"I had to learn how to handle the responsibility"


Anna von Girsewald, Junior-Partner, speaks about jumping in at the deep end.

After I started working as a lawyer in November 2011 I was allowed to participate in transaction work straight away: The Swiss company Sunstar S.A. bought a German medium-sized enterprise, the toothbrush manufacturer Interbros, and I directly participated in the purchase negotiations. My first complete M&A transaction from A to Z was the advising of Vaillant on the purchase of an enterprise in Hamburg. Here, I also coordinated the due diligence team for the very first time, which thoroughly examined all the legal aspects of the target company. My task during transactions is – besides conducting the legal examination – to gain an overview and edit the reports of my colleagues by summarising their content into one document, and to keep in contact with the client. At first it felt very strange to revise the reports of my senior colleagues – and to know that I bore the full responsibility for the end product.


Keep on asking questions

At present I learn something new every day, and I suspect this will be the case for quite some time. Having just entered this profession, I would recommend that you keep asking questions to avoid taking a wrong turn and wasting a great deal of time and effort. One thing I found particularly helpful was an internal course on balance sheet accounting and assessment held by an extremely good lecturer who has been lecturing on this topic for many years. The business management know-how makes it far easier to understand the economic background of a case. An initial introduction to the marketing side was also provided, and there are also regular specialist further educational opportunities and training courses on “presentation skills” and the like. Several colleagues even go on secondment to clients for several months to really familiarise themselves with the processes within an enterprise. This gives you another perspective and helps provide a better understanding of the client’s needs.

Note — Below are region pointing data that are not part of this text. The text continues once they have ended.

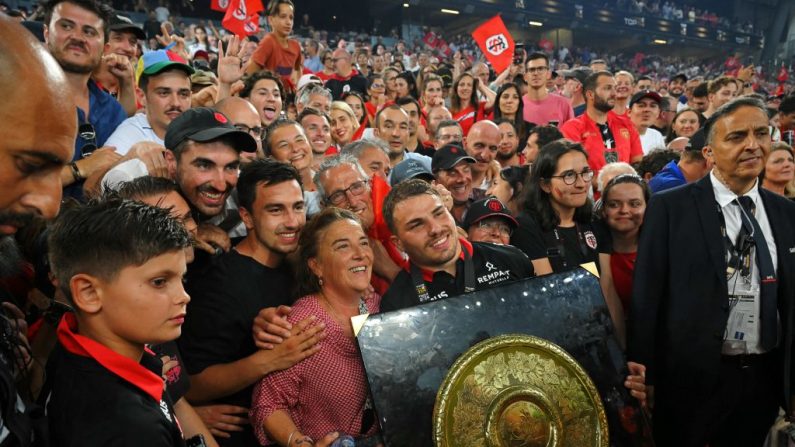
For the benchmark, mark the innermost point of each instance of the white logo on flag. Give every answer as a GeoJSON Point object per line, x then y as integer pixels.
{"type": "Point", "coordinates": [240, 11]}
{"type": "Point", "coordinates": [496, 44]}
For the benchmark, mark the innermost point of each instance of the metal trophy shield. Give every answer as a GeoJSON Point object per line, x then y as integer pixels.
{"type": "Point", "coordinates": [409, 356]}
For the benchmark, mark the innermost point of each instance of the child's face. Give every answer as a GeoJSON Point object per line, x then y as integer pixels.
{"type": "Point", "coordinates": [146, 303]}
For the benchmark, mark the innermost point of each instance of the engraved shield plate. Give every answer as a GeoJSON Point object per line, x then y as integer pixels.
{"type": "Point", "coordinates": [518, 390]}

In the M&A department the working hours fluctuate tremendously

I enjoy the variety and therefore truly appreciate the fact that we do not “only” advise on transactions. We additionally advise many clients in matters concerning corporate law and corporate transformation law: appointments of managing directors, amendments of statutes, restructurings, incorporations. This is a true contrast to transaction work, also as far as the working hours are concerned. During the peak periods of a transaction we often work late, sometimes for several days in a row and without notice. On other days, however, should nothing urgent need to be handled, my lead partner will then also say: you can take off earlier today.